About six months after we began cruising, a local fisherman offered us scallops — that pile in the photo. Now, coming from the midwest, I’d never even had scallops before, much less cooked them. But I knew they were considered a delicacy.
And so we bought the scallops — or rather, we traded some flashlight batteries and a couple of beers for them. And I quickly pulled out a seafood cookbook, found a recipe and carefully followed the directions. I can only describe the result as white hockey pucks. Rubbery is an inadequate term for what we tried to eat that night. Dave and I decided that we just didn’t get the appeal of scallops.
A year later, our friends Robin (pictured) and Martin invited us aboard their boat, The Cat’s Meow, for dinner . . . and it turned out that scallops were on the menu. Dave and I exchanged a glance, but it seemed rather impolite to jump overboard to avoid the scallops, so we resolved to eat at least a few.
My first bite into Robin’s scallops told me that I’d been wrong to think I didn’t like them. The scallops she served simply melted in my mouth. And so I asked how she prepared them. She had to have some secret! Since my disaster, I’d seen another recipe calling for pounding scallops to tenderize them. Was that what she’d done?

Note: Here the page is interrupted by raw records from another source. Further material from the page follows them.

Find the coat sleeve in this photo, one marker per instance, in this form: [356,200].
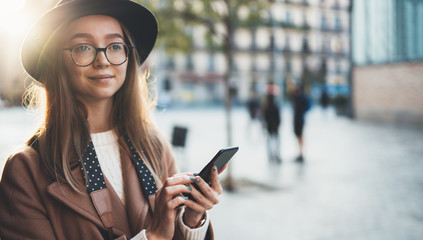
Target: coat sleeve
[23,215]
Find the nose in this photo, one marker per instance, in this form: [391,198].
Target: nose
[101,59]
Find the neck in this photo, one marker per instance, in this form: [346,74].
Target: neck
[99,115]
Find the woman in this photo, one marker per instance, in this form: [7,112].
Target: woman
[272,120]
[98,167]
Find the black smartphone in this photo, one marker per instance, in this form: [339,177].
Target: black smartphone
[221,160]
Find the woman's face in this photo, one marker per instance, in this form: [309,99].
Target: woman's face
[100,80]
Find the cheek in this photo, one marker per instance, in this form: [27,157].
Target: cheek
[73,72]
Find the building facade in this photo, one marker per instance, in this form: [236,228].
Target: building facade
[299,42]
[388,58]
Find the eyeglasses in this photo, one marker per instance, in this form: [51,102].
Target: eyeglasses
[84,54]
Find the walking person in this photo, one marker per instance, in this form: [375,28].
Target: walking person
[254,112]
[272,120]
[98,168]
[301,104]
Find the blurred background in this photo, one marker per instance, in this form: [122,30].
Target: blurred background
[355,172]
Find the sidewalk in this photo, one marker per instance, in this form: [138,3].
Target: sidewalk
[359,180]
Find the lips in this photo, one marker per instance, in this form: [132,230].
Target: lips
[101,77]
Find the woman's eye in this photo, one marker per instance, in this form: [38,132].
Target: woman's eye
[82,48]
[116,47]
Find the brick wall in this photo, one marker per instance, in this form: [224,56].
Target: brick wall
[389,93]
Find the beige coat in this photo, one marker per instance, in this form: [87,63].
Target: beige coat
[34,207]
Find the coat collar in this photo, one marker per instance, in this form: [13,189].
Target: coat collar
[129,221]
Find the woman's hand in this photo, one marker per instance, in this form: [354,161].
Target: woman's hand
[194,211]
[168,198]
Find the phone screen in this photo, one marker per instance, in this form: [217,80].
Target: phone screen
[221,159]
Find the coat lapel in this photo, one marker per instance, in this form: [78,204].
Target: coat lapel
[137,207]
[82,204]
[78,202]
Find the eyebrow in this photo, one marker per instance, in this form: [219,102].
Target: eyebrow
[87,35]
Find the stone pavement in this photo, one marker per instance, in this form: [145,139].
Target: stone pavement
[358,181]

“No,” Robin told me, “the whole secret is to just barely introduce the scallops to warmth.”
Robin went on to explain that basically you don’t want to think of it as “cooking” a scallop, as they get tough very easily (yeah, I knew that!).
Robin’s technique — and now mine — is to cook the other ingredients in the dish (say pasta and a butter sauce with garlic, green onions and sun-dried tomatoes in olive oil), then toss the scallops into the pan, turn the heat off, put the cover on and wait 2 to 3 minutes until the scallops were just opaque.
I’ve used this technique numerous times since then, and had great results.
If you use frozen scallops, they need to be thawed first. The best way to thaw them is to put them in a sealable plastic container with cool water and put it all in the refrigerator for 30 minutes or more until they’re thawed (larger ones will take longer to thaw than small scallops). Drain the water and pat them dry before using them.And what made me write about this today? I have some scallops in the freezer and was looking for a new recipe for dinner. And the first three recipes I looked at told me to (1) broil the scallops for 15 minutes a side, (2) saute them until “a deep golden brown” and (3) grill them over a hot fire for 5 minutes a side. No, thanks — I’ve had hockey pucks before!
I have no idea why otherwise good cookbooks give this information, but I suggest you ignore directions like those and “just barely introduce the scallops to heat.” You’ll be glad you did!